Everyone seems to be talking about Onspeed (www.onspeed.com), the Internet acceleration service from London-based ZGroup, which is hardly surprising when it claims it can transform a bog-standard 56K analog dial-up connection into something providing ‘near broadband’ speed. If you run a high-traffic web server you may have already spotted Onspeed references in your logs, and if you do not then you will have probably spotted its attention-grabbing ads in the national press.

Dial-up on speed

None of this surprises me, because I live in a rural area where the local telephone exchange (three villages away) is not slated to be upgraded to ADSL until about the time you read this column. I’m well aware that dial-up is not dead, despite the impression many IT journos would like to give: the broadband boom is largely confined to densely populated urban areas; those who work and live where broadband is cheap (and increasingly broader) tend to forget they are the lucky exceptions rather than the rule.
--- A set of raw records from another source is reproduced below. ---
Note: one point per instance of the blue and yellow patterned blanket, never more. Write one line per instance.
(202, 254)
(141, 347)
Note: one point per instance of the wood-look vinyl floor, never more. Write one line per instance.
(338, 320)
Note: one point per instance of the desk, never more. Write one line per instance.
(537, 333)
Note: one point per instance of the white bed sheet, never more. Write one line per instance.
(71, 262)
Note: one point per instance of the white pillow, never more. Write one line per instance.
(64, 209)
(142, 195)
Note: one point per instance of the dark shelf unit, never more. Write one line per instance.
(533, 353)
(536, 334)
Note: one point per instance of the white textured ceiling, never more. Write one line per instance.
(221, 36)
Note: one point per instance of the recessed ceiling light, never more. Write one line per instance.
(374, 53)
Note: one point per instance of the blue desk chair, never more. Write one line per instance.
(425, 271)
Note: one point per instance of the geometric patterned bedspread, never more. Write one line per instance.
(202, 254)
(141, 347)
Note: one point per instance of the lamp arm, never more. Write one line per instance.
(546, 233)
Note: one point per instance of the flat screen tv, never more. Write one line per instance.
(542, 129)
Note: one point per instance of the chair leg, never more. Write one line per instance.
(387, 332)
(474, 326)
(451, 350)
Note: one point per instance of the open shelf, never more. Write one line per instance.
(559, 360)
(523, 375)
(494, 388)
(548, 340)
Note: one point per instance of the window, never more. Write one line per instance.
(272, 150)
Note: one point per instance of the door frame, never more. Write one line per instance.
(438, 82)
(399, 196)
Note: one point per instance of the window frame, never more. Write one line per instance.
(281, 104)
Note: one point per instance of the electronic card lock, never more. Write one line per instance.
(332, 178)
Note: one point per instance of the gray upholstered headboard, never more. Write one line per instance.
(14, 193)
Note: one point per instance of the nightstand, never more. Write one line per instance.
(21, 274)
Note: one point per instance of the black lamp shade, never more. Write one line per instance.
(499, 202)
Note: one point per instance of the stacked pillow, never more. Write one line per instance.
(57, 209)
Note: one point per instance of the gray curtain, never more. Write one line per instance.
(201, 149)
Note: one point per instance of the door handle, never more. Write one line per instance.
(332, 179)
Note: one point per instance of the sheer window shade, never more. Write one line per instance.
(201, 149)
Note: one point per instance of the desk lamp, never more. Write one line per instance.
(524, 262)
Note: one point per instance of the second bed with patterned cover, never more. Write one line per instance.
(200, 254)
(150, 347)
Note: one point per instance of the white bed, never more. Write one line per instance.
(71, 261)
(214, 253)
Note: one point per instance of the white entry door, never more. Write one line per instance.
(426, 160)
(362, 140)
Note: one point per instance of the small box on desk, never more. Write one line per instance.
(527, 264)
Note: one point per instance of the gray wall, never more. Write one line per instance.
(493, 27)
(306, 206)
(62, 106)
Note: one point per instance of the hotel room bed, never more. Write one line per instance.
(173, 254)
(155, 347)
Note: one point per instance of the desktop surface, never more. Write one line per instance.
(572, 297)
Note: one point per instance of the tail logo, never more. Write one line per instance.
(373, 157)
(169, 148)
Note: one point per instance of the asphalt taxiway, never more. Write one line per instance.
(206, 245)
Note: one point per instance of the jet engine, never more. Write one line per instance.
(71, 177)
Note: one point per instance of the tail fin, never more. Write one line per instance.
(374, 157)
The National Statistics Omnibus Survey for April 2005 suggests that of the 12.5 million ‘home’ users of the Internet, 9.5 million use a narrowband connection and 3.5 million have broadband at home. To be sure this is changing fast – and about time too – but do not write off the dial-up user community and their spending power just yet. Even when taking the optimistic view that only 50 per cent of dial-up users are unhappy with their connection speed, that leaves a market of some 4.75 million people for whom a couple of quid a month to accelerate their Internet access to near-broadband speed is money well spent.

I have spoken to Onspeed about how much of this market it is mopped up, and after a year of operation it is been quite successful, with a quarter-of-a-million users in the UK – I suspect this will continue to rise quickly, because the service certainly does appear to be spreading by word of mouth rather than via press reviews. Ironically, Onspeed may run into the problem that it sounds too good to be true, and folk just will not believe the cost/benefit ratio could be as advantageous as the claims.

I will readily admit to being one of those doubters, as although I have known about Onspeed for some time, the snake-oil-style advertising with its claim of broadband speeds only made me mentally file it as just another of those ‘pre-fetch all the links’ caching utilities that never work anywhere near as well as claimed. Over the last few months though, enough readers have asked me if it really works for me to start taking more serious notice – clients have been enquiring about it from a commercial perspective too, and even a certain Dennis Publishing Director has bent my ear about it, so there is obviously a groundswell of interest that demands closer attention.

Let’s start with the technology behind the hype. Onspeed uses an impressive array of no less than nine patented compression methods called Content Sensitive Compression (CSC), which was originally developed by the US military at a cost of more than $300 million. I list these here because they offer some insight into what is happening when Onspeed does its stuff:

(1997) method and apparatus for data encryption/decryption using cellular automata transform.

(2001) method and apparatus for video compression using multistate dynamical predictive systems.

(2002) method and apparatus for digital audio generation and coding using a dynamical system.